Because my companion left on Sunday, and I don't get a new one until Tuesday morning, I am currently staying in the zone leader's house and I get to spend some time with them. Yesterday, they called and announced who all of the new companions would be, and I found out that I would get to be with Elder Cuevas. I don't know much else other than his name, but from the other missionaries, they have told me that he's a clown, so we'll see how that's going to go.

Oh also, yesterday (October 5th) was the huge election day for all of Perú, so the past few weeks have been locaso with all of the political parties' campain songs and parades. It is nothing like I had ever seen in the States. Also, there is a law throughout all of Perú that says no one can have any type of meetings within 24 hours of elections to prevent people from voting in huge groups and forcing people to vote for a specific person. Because of this, we couldn't broadcast the church's General Conference, and we will end up watching it this Saturday and Sunday in our area's stake center.

Q: Are the people nice in Peru?
A: So the people here in Perú are way nicer than they are in the States (everyone refers to eachother as brother and sister on a regular basis) so we are entered into their houses relatively easily. Also Peruvians treat guests great, like they give them the best seats in the house, and they love to leave us with fruits like apples and mandarin oranges.

Q: What is the best thing you could focus on to prepare for a mission?
A: Something that would have helped me a lot would be learning how to recognize the Spirit.

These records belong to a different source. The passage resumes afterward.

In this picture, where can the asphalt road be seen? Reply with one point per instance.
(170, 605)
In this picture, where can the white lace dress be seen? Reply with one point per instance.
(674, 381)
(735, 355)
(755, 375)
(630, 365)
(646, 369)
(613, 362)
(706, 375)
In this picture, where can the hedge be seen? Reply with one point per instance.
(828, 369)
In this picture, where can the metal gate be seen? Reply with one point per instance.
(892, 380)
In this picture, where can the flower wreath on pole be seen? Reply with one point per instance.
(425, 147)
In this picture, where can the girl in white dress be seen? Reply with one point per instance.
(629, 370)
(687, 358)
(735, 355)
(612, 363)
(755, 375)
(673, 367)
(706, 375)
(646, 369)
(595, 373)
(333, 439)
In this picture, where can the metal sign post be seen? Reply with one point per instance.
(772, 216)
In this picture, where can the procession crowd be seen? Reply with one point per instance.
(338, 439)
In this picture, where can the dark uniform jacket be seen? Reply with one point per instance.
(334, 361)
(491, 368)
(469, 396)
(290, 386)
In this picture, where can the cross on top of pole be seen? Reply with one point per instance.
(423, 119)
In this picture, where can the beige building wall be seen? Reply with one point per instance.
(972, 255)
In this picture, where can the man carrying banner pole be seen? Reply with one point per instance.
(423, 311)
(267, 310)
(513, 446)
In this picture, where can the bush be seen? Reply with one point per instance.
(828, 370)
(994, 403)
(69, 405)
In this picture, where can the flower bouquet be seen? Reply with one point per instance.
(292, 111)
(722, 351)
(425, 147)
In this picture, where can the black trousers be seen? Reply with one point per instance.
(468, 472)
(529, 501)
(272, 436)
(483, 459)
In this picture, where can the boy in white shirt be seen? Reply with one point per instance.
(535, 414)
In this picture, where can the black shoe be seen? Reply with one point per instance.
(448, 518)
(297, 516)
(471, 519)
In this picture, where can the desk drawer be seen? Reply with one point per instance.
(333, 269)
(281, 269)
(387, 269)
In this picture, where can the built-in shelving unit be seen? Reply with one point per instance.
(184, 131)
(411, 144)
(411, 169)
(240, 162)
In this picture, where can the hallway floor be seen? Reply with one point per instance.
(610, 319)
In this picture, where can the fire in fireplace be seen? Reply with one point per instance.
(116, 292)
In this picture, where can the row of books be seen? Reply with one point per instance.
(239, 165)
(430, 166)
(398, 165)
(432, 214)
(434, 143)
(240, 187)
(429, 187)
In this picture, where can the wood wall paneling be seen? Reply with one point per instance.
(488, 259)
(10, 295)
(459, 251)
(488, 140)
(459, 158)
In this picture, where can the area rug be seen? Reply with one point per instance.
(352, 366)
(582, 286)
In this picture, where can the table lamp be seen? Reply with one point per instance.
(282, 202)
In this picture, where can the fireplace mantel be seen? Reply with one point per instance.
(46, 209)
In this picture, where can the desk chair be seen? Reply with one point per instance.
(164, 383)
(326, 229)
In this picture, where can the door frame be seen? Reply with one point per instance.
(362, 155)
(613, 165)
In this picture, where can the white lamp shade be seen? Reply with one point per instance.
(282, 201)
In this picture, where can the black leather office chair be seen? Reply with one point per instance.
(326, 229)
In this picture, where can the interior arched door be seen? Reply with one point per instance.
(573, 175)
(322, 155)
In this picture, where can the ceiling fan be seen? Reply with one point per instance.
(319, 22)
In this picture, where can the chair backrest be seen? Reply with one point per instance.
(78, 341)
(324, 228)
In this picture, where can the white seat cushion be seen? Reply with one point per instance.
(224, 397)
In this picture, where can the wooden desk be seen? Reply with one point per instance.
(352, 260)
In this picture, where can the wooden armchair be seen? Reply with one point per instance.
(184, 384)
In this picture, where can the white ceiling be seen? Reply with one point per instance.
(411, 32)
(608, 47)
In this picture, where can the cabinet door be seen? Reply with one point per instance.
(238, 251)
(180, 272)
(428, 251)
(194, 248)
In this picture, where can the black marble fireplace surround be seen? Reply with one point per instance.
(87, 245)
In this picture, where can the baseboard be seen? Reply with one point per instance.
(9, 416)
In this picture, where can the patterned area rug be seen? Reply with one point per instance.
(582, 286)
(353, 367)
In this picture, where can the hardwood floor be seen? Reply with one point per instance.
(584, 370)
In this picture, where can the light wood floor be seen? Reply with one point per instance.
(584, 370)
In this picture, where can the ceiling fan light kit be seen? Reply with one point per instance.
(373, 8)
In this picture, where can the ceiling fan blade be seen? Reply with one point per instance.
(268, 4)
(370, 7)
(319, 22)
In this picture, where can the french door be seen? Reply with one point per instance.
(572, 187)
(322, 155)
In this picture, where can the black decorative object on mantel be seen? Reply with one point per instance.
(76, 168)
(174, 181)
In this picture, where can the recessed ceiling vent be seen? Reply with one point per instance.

They way that missionaries teach is way different than it has been. Everything we do is based upon the Spirit. This has honestly been the hardest thing for me to do while I've been here. Learning the language and the doctrine is the easy stuff. Figuring out what and how to teach is difficult. If there's a way to get everyone to learn how to recognize the Spirit, it will help them greatly on their missions.

Well this week was really eventful and I don't have time to get to all of the details, so I am going to end this email here, and I'll talk back soon!